Introduction

Identifying score thresholds or ranges that indicate clinical importance has assisted in interpreting patient-reported outcome (PRO) scores [1,2,3]. The increasing use of PROs to guide clinical care and evaluate emerging treatments, including for regulatory decision-making, has increased the need for clearly interpretable PRO scores to indicate when a clinical action is required and to define treatment benefits and risks [4, 5]. This activity has renewed interest in which methods are most appropriate to identify PRO change score thresholds, though this has been an active area of research for decades. The recent focus has been on estimating meaningful change for patients to apply at the individual patient level [6, 7]. Methodological development in this area has been directed at identifying cut-points or ranges representing a meaningful improvement or worsening on the concept of interest. In turn, these cut points or ranges can be used to classify individual patients as treatment responders or failures [8]. The United States Food and Drug Administration (FDA) recommends this approach and has published guidance emphasizing estimating meaningful within-person change (MWPC) thresholds. These methods rely on anchor analyses, where an external variable (the anchor) with clinically meaningful and distinct groups is used to identify change thresholds on the PRO score [9]. Anchor-based methods are preferred over distribution-based methods because they include information directly relevant to patients or that is clinically meaningful. The FDA’s Patient-Focused Drug Development Draft Guidance: Incorporating Clinical Outcome Assessments Into Endpoints for Regulatory Decision-Making, notes that: “Distribution-based methods (e.g., effect sizes, certain proportions of the standard deviation and/or standard error of measurement) do not directly consider the patient voice, and as such, are insufficient to serve as the sole basis for identifying an [meaningful score difference]. Distribution-based methods can provide helpful information about measurement variability” [4]. Similarly, there has been an emphasis on identifying PRO change thresholds that can indicate to a clinician when an individual patient has improved or declined at a level that the patient finds meaningful and suggests a need to change treatment strategies [10].

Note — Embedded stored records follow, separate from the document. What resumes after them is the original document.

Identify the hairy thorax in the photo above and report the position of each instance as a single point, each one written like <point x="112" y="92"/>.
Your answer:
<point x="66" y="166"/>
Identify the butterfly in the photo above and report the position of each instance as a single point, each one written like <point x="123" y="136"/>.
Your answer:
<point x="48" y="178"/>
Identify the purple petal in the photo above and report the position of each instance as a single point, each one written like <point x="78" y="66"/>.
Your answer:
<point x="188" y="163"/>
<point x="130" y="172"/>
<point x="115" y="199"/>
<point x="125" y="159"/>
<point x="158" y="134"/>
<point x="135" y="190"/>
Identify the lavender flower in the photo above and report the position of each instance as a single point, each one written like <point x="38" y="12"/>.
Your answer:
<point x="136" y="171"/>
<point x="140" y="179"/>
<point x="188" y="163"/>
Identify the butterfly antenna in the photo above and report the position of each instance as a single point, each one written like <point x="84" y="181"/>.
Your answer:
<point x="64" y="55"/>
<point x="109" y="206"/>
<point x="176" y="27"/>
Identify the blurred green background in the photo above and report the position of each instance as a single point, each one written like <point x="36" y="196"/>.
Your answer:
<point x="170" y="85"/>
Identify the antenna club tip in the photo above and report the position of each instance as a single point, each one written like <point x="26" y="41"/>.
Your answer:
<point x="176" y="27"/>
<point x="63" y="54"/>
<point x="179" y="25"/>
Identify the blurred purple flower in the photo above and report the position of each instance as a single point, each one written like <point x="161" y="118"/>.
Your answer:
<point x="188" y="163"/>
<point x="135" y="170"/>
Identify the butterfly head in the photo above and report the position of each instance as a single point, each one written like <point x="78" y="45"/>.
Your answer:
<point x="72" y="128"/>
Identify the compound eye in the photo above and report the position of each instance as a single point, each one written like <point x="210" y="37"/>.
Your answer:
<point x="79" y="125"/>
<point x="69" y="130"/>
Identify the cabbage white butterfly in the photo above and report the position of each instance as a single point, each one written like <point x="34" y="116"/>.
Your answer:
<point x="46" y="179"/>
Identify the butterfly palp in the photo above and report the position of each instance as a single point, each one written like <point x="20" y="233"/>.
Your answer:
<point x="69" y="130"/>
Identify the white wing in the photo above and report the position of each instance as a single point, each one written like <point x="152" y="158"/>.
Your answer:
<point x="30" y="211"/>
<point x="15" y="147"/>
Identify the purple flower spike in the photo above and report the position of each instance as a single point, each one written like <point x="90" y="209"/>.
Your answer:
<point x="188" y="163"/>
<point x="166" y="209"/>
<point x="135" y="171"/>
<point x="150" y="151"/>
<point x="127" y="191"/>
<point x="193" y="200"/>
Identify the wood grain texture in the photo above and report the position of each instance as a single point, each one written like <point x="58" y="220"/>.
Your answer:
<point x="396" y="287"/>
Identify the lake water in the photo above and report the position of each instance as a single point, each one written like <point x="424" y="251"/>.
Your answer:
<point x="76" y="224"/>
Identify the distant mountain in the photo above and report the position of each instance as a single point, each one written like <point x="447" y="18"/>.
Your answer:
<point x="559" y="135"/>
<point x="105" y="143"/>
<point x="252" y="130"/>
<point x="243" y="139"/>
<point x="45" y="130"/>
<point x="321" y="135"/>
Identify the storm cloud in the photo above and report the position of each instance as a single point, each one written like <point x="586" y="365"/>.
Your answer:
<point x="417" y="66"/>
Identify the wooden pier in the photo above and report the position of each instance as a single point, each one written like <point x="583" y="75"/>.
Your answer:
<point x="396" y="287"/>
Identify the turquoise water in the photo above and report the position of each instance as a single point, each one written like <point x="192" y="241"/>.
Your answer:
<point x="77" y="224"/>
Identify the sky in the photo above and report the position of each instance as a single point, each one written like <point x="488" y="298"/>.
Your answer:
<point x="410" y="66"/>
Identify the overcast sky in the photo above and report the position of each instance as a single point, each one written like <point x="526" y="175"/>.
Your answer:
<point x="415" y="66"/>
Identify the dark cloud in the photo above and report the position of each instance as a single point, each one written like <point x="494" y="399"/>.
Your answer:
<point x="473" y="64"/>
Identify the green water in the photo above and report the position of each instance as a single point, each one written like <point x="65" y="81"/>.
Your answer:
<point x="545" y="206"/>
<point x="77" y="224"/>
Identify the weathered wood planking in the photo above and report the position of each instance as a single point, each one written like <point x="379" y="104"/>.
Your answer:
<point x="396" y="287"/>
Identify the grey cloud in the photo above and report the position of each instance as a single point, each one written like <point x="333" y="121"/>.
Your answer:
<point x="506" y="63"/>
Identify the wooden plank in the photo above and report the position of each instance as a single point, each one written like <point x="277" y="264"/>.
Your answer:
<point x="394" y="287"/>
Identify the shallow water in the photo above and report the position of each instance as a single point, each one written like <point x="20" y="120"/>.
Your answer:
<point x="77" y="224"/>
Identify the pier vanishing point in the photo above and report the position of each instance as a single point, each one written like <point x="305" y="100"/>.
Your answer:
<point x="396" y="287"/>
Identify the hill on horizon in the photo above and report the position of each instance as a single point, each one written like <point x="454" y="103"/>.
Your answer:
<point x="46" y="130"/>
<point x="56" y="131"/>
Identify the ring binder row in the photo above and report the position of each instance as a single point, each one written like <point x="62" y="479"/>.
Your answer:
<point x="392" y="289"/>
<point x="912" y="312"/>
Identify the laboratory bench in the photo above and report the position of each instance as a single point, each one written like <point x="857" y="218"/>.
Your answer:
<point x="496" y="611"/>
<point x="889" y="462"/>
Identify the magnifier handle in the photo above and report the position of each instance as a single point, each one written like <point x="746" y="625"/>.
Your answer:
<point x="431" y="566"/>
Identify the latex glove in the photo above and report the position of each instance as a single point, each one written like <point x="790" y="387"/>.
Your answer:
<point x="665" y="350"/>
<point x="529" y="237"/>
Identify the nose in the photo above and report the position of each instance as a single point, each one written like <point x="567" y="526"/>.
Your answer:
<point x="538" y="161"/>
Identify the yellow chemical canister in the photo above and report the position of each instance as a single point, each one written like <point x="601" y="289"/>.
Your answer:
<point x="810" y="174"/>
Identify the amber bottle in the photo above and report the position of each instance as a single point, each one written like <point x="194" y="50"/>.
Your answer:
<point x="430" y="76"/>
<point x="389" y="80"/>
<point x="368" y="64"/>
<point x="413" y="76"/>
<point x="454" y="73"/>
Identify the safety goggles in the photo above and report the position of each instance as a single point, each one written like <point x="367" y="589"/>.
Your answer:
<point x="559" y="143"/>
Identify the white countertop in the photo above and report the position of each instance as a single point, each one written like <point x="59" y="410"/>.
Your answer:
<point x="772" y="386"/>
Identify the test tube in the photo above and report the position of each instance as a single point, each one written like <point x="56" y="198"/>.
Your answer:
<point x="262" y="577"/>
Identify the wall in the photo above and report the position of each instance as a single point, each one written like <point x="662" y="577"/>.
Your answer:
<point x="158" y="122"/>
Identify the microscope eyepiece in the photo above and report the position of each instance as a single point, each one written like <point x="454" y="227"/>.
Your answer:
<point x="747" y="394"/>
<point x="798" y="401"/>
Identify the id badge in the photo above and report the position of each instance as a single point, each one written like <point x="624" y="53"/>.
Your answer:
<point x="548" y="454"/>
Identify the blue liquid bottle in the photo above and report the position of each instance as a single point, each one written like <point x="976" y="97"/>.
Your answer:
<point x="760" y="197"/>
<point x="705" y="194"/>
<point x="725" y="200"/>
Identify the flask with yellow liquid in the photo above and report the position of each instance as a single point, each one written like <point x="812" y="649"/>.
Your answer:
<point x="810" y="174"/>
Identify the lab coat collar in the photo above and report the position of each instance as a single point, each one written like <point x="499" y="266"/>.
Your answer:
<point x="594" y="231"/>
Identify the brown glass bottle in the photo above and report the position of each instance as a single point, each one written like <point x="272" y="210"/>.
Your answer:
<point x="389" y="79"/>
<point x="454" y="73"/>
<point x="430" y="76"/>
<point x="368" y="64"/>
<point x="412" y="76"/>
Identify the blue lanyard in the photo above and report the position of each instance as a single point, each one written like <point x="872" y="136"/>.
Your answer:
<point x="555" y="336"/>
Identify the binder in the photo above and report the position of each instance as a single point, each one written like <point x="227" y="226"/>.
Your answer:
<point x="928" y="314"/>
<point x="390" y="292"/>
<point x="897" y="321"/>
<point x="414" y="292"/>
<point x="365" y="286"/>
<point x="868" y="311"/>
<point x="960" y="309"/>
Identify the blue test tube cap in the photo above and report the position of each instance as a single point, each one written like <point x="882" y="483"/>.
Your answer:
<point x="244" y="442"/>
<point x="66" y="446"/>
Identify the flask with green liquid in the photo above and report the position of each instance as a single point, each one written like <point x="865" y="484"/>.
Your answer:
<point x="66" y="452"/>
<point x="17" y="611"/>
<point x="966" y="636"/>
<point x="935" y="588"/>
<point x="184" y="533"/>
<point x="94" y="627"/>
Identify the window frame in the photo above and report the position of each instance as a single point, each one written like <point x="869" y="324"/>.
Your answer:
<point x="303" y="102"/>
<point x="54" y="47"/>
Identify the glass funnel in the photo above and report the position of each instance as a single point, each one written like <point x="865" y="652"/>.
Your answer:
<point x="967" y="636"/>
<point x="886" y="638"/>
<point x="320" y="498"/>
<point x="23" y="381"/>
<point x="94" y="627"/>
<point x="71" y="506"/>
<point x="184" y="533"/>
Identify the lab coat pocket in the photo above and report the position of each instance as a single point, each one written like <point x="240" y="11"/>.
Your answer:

Changes in individual PRO scores tend to be unreliable. This makes individual-level change scores more susceptible to occurring by chance alone, even when the patient has not changed [11, 12]. Measurement error is assumed to be distributed on both sides of true change such that it can generate false positives and false negatives. However, commonly used anchor methods may underestimate the threshold needed to indicate meaningful change [13]. This leads to the additional risk that individuals will be classified as changed when they have not by setting the threshold too low. For this reason, it may be useful to set a lower bound to anchor-based estimates of the MWPC, which would be considered only if they are larger than the measurement error in the PRO score [14, 15]. Requiring that the minimum or lower bound of the MWPC range exceed a change score that could be observed due to measurement error alone is a safeguard against misclassifying individual patients as changed when they have not.

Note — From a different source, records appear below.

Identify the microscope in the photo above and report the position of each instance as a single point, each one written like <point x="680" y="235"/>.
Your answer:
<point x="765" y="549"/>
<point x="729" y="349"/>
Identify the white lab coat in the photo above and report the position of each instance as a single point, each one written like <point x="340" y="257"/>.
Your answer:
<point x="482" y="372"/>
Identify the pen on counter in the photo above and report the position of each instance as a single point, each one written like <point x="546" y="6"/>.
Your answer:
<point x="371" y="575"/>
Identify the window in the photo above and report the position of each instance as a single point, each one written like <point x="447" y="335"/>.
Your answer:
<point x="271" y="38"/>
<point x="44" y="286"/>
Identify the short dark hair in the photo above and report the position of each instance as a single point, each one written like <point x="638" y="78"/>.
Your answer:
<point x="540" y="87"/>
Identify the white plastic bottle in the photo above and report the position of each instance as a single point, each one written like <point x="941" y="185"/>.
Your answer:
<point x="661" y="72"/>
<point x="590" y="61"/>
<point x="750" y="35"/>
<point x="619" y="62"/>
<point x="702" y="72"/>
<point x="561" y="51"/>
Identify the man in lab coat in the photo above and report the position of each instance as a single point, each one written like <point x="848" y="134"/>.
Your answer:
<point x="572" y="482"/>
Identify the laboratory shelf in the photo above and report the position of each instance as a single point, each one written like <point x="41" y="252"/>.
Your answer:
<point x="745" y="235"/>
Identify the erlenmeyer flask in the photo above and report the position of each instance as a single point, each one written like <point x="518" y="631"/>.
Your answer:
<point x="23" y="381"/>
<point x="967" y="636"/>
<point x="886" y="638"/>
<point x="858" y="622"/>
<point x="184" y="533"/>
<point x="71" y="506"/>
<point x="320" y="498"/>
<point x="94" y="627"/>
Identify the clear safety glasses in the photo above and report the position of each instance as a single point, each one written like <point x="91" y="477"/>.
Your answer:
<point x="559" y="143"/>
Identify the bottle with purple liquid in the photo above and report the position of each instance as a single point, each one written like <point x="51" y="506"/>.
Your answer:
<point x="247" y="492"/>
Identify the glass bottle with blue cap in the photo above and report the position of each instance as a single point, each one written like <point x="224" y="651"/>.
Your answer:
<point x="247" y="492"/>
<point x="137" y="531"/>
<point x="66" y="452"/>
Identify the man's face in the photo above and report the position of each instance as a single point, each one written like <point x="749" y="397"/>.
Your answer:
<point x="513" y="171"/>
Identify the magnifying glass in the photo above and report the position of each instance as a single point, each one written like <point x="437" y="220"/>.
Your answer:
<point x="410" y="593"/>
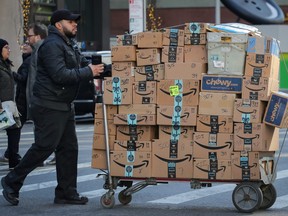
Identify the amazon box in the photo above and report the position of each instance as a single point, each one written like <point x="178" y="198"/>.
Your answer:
<point x="277" y="112"/>
<point x="130" y="164"/>
<point x="172" y="54"/>
<point x="174" y="92"/>
<point x="123" y="53"/>
<point x="118" y="90"/>
<point x="176" y="115"/>
<point x="195" y="53"/>
<point x="149" y="72"/>
<point x="136" y="132"/>
<point x="249" y="111"/>
<point x="173" y="37"/>
<point x="145" y="92"/>
<point x="176" y="132"/>
<point x="123" y="69"/>
<point x="148" y="56"/>
<point x="214" y="103"/>
<point x="262" y="65"/>
<point x="212" y="169"/>
<point x="131" y="145"/>
<point x="214" y="123"/>
<point x="255" y="137"/>
<point x="186" y="70"/>
<point x="212" y="145"/>
<point x="172" y="159"/>
<point x="258" y="88"/>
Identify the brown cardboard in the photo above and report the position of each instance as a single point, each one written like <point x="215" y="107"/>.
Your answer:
<point x="211" y="103"/>
<point x="130" y="164"/>
<point x="172" y="54"/>
<point x="173" y="37"/>
<point x="214" y="123"/>
<point x="144" y="92"/>
<point x="212" y="169"/>
<point x="249" y="111"/>
<point x="265" y="65"/>
<point x="137" y="109"/>
<point x="123" y="53"/>
<point x="187" y="92"/>
<point x="133" y="146"/>
<point x="134" y="119"/>
<point x="117" y="90"/>
<point x="258" y="88"/>
<point x="172" y="160"/>
<point x="149" y="72"/>
<point x="212" y="146"/>
<point x="255" y="137"/>
<point x="138" y="132"/>
<point x="176" y="132"/>
<point x="123" y="69"/>
<point x="182" y="116"/>
<point x="185" y="70"/>
<point x="148" y="56"/>
<point x="195" y="53"/>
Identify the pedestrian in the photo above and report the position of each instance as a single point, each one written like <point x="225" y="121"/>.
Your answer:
<point x="7" y="93"/>
<point x="56" y="85"/>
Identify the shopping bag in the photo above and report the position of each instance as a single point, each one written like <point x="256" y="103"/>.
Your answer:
<point x="6" y="119"/>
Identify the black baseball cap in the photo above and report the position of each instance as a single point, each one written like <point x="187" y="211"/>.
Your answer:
<point x="63" y="14"/>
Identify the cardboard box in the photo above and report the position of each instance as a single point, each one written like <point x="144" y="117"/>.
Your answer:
<point x="211" y="103"/>
<point x="221" y="83"/>
<point x="175" y="92"/>
<point x="150" y="39"/>
<point x="144" y="92"/>
<point x="176" y="115"/>
<point x="173" y="37"/>
<point x="211" y="169"/>
<point x="214" y="123"/>
<point x="216" y="145"/>
<point x="260" y="65"/>
<point x="172" y="159"/>
<point x="255" y="137"/>
<point x="136" y="132"/>
<point x="195" y="39"/>
<point x="123" y="53"/>
<point x="130" y="164"/>
<point x="130" y="145"/>
<point x="138" y="109"/>
<point x="134" y="119"/>
<point x="276" y="113"/>
<point x="258" y="88"/>
<point x="186" y="70"/>
<point x="118" y="90"/>
<point x="249" y="111"/>
<point x="123" y="69"/>
<point x="172" y="54"/>
<point x="226" y="53"/>
<point x="195" y="53"/>
<point x="149" y="72"/>
<point x="148" y="56"/>
<point x="176" y="132"/>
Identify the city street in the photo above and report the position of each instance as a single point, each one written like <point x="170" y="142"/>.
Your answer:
<point x="174" y="198"/>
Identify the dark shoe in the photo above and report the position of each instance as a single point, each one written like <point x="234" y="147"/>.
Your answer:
<point x="9" y="194"/>
<point x="76" y="200"/>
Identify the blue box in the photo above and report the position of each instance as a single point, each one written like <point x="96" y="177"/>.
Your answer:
<point x="276" y="112"/>
<point x="229" y="84"/>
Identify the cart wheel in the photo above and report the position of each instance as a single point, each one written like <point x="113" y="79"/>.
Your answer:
<point x="107" y="201"/>
<point x="269" y="196"/>
<point x="124" y="199"/>
<point x="247" y="197"/>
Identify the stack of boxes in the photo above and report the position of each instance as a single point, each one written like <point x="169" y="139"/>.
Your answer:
<point x="188" y="103"/>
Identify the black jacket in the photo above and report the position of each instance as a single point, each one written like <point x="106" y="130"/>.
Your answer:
<point x="58" y="72"/>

One statistic used for the MWPC lower bound is the standard error of measurement (SEM, which can be thought of as, “the amount or spread in the measurement errors for a test.” [16] (p. 33) One aspect of the SEM’s appeal was that it appeared to capture the amount of error in a PRO score over which an observed PRO change should surpass to be counted as real change. There was some evidence that it aligned with anchor-based estimates of important change [17,18,19]. The SEM was seen, for example, as an alternative to criteria like the ½ standard deviation, which had been suggested as a reasonable lower bound or starting place for meaningful difference or change estimates [20]. In subsequent research, the SEM was cited as a lower bound to anchor-based meaningful change estimates [21, 22]. Moreover, using statistical indexes of individual patient change has been standard practices for decades in clinical psychology, and continues to be so today [23].

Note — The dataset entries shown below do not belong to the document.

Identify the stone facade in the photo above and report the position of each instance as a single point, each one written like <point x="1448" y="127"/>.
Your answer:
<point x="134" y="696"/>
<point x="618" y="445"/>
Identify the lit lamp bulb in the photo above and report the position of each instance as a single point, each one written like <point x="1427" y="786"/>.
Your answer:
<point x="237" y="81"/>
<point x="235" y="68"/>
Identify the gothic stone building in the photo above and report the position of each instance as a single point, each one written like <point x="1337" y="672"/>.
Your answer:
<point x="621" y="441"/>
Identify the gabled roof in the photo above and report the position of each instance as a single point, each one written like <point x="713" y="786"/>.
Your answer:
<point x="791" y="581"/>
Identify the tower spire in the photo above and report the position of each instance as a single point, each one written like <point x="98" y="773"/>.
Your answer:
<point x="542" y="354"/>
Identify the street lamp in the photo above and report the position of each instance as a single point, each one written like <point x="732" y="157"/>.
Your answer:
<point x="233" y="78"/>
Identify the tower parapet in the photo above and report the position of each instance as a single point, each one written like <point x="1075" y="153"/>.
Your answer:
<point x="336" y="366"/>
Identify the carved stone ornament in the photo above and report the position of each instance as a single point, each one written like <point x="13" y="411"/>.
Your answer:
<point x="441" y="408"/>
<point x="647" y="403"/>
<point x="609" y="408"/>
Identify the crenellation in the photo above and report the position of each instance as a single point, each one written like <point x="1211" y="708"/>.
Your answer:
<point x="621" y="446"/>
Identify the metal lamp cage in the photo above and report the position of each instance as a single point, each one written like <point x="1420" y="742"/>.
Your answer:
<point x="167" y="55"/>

Though the SEM is an improvement over some distribution estimates previously used (e.g. a fraction of a standard deviation), two issues remain with using the SEM as a lower bound of MWPC. First, conceptually, the SEM does not provide specific enough information to serve as a lower bound for MWPCs, which should be based on the level of observed score change that is unlikely to be due to chance alone. Second, as demonstrated by Christensen and Mendoza, the SEM is not appropriate for direct application to observed scores, and requires a multiplier when examining observed change instead of true change [24]. We argue that the SEM is not the best lower bound for MWPCs. Instead, the statistically significant individual change as calculated by the reliable change index (RCI) using thoughtful statistical thresholds should be used as the lower bound. Our argument is based on two points. We conclude with recommendations for using the RCI and anchor estimates of the MWPC. By identifying the appropriateness of the RCI as a lower bound to MWPC thresholds instead of the SEM, we help protect against a known pitfall in over-reliance on anchor estimates at a time when their use is increasing. Specifically, this work responds to previous studies that address the problem of when anchor estimates of meaningful change fall below the threshold of change that is detectable due to measurement error [15, 25].

Statistical indexes of individual change

Multiple statistical approaches to index individual change deal in some way with measurement error. A typical formula to estimate the SEM is: \({SD}_{1}\sqrt{1-reliability}\), where SD1 is the standard deviation of the score at baseline, and the reliability is typically internal consistency or test–retest reliability [26].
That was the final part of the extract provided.